Espoirs déçus marque un nouveau jalon dans l’histoire de cette période où, par un effet un peu mécanique de volontarisme et de réémergence mémorielle conjugués, la CNT sembla retrouver une clarté seconde et réinventer un possible perpétuel. À vrai dire, nous y avons cru, ou plutôt nous croyions qu’elle avait toutes les raisons de renaître, porté·e·s que nous étions par l’illusion qu’aucun mouvement libertaire conséquent ne pouvait exister en Espagne, terre d’anarchisme par excellence, privé de son axe central, à savoir son organisation de classe…

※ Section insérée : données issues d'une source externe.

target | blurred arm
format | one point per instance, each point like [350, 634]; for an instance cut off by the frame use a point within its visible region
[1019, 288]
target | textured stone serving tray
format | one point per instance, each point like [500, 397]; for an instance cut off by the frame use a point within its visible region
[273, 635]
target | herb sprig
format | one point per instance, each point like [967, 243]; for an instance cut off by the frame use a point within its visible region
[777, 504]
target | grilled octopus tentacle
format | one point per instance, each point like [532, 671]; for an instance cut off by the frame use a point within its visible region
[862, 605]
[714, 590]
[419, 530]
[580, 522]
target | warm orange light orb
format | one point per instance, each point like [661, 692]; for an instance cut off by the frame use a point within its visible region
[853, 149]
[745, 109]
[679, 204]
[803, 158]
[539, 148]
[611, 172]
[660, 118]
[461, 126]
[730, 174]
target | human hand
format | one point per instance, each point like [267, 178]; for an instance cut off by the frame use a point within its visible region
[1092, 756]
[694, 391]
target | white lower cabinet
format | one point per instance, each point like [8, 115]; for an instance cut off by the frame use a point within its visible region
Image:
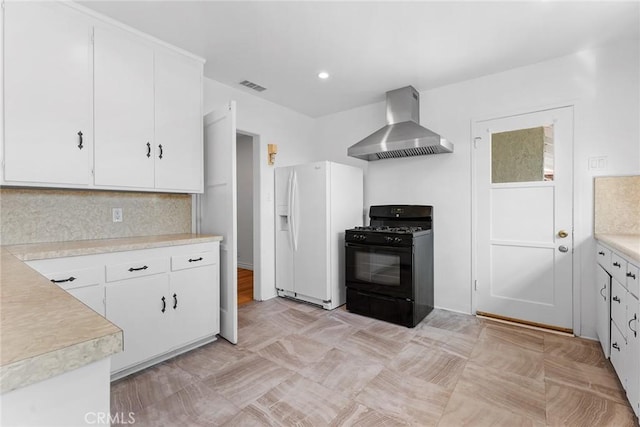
[139, 308]
[166, 300]
[625, 319]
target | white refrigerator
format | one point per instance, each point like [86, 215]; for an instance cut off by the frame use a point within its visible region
[315, 204]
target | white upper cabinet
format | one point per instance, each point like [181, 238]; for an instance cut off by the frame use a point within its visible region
[124, 154]
[47, 95]
[72, 76]
[178, 122]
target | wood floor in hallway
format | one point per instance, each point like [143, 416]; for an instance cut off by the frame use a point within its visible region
[245, 286]
[299, 365]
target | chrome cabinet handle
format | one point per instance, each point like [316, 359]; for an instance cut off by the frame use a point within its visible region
[601, 294]
[635, 331]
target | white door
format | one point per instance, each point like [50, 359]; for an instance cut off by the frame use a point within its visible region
[217, 208]
[178, 122]
[123, 79]
[523, 217]
[310, 226]
[47, 94]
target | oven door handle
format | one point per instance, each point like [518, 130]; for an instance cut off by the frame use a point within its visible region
[403, 249]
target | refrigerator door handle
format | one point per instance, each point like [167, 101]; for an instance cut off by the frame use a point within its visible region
[293, 219]
[290, 208]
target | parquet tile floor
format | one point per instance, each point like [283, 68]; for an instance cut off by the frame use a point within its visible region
[298, 365]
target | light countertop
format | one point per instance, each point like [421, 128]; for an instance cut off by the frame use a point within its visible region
[36, 251]
[44, 330]
[628, 244]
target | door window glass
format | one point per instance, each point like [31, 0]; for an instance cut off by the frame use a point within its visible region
[377, 267]
[522, 155]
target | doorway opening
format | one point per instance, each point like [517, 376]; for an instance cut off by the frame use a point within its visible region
[246, 190]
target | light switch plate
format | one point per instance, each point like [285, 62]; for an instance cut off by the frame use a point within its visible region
[598, 163]
[116, 214]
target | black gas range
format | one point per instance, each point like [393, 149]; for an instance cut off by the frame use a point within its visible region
[389, 264]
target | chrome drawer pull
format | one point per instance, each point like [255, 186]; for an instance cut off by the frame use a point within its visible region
[635, 332]
[70, 279]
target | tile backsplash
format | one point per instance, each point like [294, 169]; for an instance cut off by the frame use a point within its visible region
[47, 215]
[617, 205]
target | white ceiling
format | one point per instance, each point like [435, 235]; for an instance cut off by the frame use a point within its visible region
[370, 47]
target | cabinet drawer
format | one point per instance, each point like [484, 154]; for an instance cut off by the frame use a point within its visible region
[603, 255]
[618, 268]
[618, 305]
[182, 262]
[77, 278]
[633, 281]
[133, 269]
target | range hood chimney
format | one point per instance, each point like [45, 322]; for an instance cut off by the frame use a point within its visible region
[402, 136]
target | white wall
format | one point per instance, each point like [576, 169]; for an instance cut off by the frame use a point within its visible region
[244, 173]
[604, 85]
[272, 124]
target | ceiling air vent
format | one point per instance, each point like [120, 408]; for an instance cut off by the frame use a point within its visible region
[252, 85]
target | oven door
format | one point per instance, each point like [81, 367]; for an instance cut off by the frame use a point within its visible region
[384, 270]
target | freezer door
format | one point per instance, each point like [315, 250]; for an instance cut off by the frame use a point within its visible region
[284, 238]
[310, 223]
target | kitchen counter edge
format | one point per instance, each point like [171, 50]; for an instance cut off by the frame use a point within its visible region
[628, 244]
[36, 251]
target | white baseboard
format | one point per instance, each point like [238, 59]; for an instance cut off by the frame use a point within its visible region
[245, 266]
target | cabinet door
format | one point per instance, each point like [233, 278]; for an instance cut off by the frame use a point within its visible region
[618, 350]
[618, 306]
[138, 308]
[123, 70]
[633, 353]
[178, 122]
[195, 302]
[47, 94]
[603, 317]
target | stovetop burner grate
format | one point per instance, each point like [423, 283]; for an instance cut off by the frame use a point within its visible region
[387, 229]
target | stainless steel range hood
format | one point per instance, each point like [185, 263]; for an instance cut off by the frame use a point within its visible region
[402, 136]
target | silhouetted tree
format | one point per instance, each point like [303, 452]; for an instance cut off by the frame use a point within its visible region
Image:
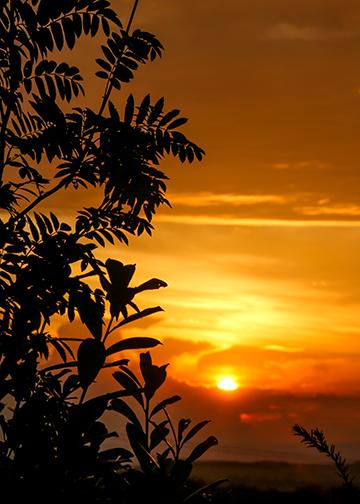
[52, 435]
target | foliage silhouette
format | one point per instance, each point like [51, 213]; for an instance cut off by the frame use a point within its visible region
[52, 434]
[315, 438]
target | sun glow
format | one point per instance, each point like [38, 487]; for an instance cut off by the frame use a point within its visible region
[227, 383]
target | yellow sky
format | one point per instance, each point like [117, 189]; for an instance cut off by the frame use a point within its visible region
[261, 248]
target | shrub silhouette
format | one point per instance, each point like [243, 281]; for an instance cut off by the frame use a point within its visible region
[52, 432]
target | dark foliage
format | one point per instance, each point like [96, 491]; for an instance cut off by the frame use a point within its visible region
[52, 430]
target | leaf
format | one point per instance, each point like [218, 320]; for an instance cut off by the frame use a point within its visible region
[90, 315]
[200, 449]
[168, 117]
[153, 375]
[177, 123]
[158, 434]
[143, 110]
[129, 110]
[137, 441]
[129, 385]
[163, 404]
[91, 357]
[139, 315]
[132, 344]
[156, 111]
[120, 274]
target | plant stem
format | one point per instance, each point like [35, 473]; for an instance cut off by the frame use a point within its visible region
[147, 422]
[108, 329]
[109, 85]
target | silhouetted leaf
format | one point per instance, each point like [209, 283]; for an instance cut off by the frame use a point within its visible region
[124, 409]
[132, 344]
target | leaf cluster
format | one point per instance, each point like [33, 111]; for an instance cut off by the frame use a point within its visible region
[52, 425]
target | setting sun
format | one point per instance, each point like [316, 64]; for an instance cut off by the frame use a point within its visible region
[227, 383]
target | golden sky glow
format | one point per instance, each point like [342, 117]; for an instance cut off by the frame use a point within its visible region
[261, 249]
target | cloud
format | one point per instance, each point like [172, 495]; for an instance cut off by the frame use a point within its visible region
[210, 199]
[288, 31]
[344, 210]
[226, 220]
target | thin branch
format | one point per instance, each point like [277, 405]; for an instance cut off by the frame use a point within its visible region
[109, 85]
[41, 198]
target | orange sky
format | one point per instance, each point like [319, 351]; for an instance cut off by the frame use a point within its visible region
[261, 248]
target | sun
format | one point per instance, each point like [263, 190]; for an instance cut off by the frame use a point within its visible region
[227, 383]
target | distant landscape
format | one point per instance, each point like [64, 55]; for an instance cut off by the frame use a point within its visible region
[266, 480]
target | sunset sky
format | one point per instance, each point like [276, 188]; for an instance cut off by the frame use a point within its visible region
[261, 248]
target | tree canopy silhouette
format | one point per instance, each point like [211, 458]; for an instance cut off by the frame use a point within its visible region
[52, 433]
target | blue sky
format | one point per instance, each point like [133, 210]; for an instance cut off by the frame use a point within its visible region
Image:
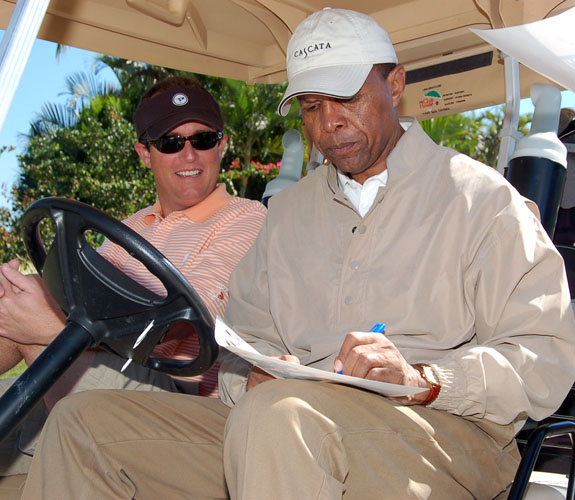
[44, 80]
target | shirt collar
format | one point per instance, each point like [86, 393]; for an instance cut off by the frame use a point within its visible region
[200, 212]
[347, 182]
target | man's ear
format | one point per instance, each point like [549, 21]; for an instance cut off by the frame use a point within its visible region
[143, 153]
[222, 146]
[396, 80]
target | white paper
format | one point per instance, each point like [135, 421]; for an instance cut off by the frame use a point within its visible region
[546, 46]
[230, 340]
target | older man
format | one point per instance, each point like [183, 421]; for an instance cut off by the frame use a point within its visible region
[201, 228]
[394, 229]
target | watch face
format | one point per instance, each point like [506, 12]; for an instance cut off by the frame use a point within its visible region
[429, 374]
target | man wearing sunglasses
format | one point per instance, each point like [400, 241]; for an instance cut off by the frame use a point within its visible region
[201, 228]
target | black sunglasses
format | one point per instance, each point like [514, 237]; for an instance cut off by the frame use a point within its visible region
[169, 144]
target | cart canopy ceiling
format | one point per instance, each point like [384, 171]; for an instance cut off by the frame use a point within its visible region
[450, 69]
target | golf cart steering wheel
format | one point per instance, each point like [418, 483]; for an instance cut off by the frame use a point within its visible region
[112, 307]
[104, 307]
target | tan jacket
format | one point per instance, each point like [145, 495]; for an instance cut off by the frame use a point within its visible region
[450, 257]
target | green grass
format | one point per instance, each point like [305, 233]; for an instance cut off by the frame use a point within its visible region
[14, 372]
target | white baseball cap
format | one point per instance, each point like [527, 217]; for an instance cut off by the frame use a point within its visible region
[332, 52]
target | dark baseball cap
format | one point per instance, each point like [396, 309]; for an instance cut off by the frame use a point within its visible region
[158, 115]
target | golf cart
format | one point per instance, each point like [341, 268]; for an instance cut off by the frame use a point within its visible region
[449, 70]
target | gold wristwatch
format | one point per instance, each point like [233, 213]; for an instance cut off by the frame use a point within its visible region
[431, 378]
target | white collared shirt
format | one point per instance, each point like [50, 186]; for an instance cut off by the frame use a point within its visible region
[363, 195]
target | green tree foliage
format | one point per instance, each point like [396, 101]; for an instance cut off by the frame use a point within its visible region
[83, 149]
[475, 134]
[93, 162]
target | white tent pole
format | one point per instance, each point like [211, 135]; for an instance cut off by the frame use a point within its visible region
[16, 46]
[509, 133]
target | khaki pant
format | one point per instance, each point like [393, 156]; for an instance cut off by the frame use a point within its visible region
[92, 370]
[285, 439]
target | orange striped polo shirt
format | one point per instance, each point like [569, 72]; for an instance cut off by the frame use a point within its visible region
[205, 242]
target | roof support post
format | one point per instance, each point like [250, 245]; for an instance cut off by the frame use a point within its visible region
[16, 46]
[509, 133]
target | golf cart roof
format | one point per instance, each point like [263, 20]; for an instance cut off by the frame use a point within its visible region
[450, 69]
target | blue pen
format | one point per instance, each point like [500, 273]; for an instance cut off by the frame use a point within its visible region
[377, 328]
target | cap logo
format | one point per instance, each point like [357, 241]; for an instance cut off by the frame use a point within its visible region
[180, 99]
[311, 48]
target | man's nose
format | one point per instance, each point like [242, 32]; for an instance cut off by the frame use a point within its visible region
[332, 116]
[189, 151]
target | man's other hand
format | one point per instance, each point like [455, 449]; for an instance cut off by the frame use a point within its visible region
[28, 313]
[373, 356]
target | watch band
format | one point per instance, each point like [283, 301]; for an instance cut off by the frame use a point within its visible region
[429, 375]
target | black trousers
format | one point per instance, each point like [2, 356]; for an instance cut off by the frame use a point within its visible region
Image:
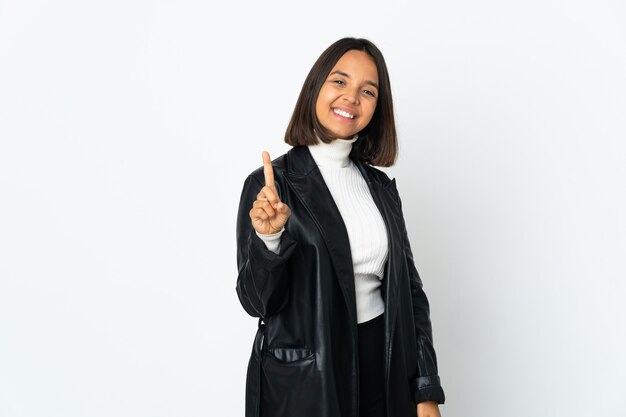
[372, 367]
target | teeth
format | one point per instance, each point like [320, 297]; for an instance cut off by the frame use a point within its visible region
[343, 113]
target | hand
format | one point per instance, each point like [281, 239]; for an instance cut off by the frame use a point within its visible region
[268, 213]
[428, 409]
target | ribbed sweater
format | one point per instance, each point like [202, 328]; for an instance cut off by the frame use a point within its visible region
[365, 226]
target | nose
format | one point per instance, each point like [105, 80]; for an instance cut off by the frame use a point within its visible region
[351, 95]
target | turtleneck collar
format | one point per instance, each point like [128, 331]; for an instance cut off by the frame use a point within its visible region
[334, 154]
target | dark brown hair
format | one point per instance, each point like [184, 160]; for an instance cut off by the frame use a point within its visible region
[378, 143]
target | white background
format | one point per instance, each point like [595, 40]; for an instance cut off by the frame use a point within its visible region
[128, 127]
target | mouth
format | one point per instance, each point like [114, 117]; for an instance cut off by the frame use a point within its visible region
[343, 113]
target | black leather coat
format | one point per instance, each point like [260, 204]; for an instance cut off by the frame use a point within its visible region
[304, 360]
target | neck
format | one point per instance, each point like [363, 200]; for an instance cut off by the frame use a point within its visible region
[335, 154]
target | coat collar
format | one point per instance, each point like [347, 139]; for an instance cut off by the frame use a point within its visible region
[304, 177]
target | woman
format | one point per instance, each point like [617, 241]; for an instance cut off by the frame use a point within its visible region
[324, 260]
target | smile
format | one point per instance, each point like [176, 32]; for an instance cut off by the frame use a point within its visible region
[343, 113]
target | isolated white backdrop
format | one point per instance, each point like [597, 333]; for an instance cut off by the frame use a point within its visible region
[128, 127]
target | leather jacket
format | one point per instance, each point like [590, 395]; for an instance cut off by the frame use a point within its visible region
[304, 360]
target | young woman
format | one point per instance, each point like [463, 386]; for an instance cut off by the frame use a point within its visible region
[324, 259]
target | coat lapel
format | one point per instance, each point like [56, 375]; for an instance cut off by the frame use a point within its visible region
[306, 181]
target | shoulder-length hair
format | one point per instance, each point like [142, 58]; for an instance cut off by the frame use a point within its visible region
[378, 143]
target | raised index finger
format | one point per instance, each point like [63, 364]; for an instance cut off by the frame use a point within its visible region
[268, 171]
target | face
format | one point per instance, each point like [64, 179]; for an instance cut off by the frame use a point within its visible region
[347, 99]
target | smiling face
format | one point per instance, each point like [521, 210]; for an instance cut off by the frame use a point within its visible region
[347, 99]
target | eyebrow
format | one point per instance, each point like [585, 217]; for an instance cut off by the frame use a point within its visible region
[372, 83]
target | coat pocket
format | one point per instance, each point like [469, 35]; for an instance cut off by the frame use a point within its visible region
[290, 383]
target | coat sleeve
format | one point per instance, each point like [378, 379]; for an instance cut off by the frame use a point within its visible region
[426, 386]
[262, 282]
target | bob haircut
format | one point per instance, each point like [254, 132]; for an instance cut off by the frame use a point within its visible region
[378, 143]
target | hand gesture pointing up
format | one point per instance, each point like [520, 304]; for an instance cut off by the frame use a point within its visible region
[268, 213]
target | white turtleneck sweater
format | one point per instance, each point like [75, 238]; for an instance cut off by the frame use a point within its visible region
[366, 228]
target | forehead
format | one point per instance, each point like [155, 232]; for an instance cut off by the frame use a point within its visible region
[357, 64]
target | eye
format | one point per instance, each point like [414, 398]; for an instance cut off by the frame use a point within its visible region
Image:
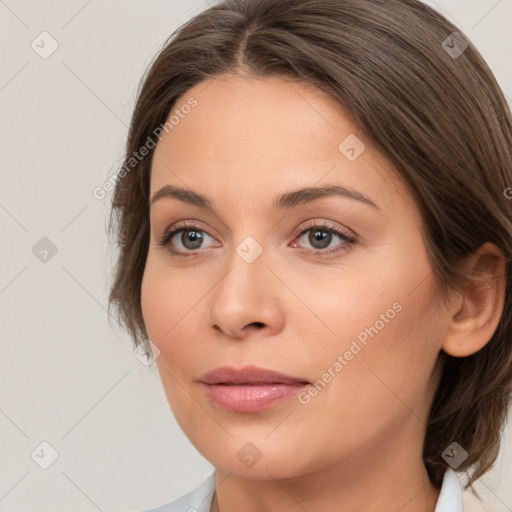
[321, 236]
[191, 237]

La focale qu’adopte David Rappe dans son texte offre une vision éclairante sur une frange remuante du jeune mouvement libertaire espagnol qui, à partir de 1976, se développa, sur les marges d’une CNT ouverte à tous les vents, en recyclant des pratiques quotidiennistes issues de 1968, corrélées à certaines appétences pour le spectacle de la lutte armée. C’est une histoire d’autant plus mal connue que celles et ceux qui la firent, la vécurent et, pour nombre de ses protagonistes, s’y brûlèrent les ailes ; ils se voulaient plus adeptes des parcours buissonniers que des sentiers balisés.
C’était ne rien comprendre à la logique même de ladite transition-transaction « démocratique » dont le principal projet, de « droite » postfranquiste et de « gauche » antifranquiste, consistait précisément à marginaliser le franquisme systémique et oligarchique avant de le démanteler, condition nécessaire pour rallier le monde « libre » de la démocratie représentative du profit maximal. Autrement dit, on changeait d’époque. L’Espagne avait cessé de se prétendre « différente » : elle voulait être désormais une partie du Tout-Capital, la pointe avancée du Grand Marché européen.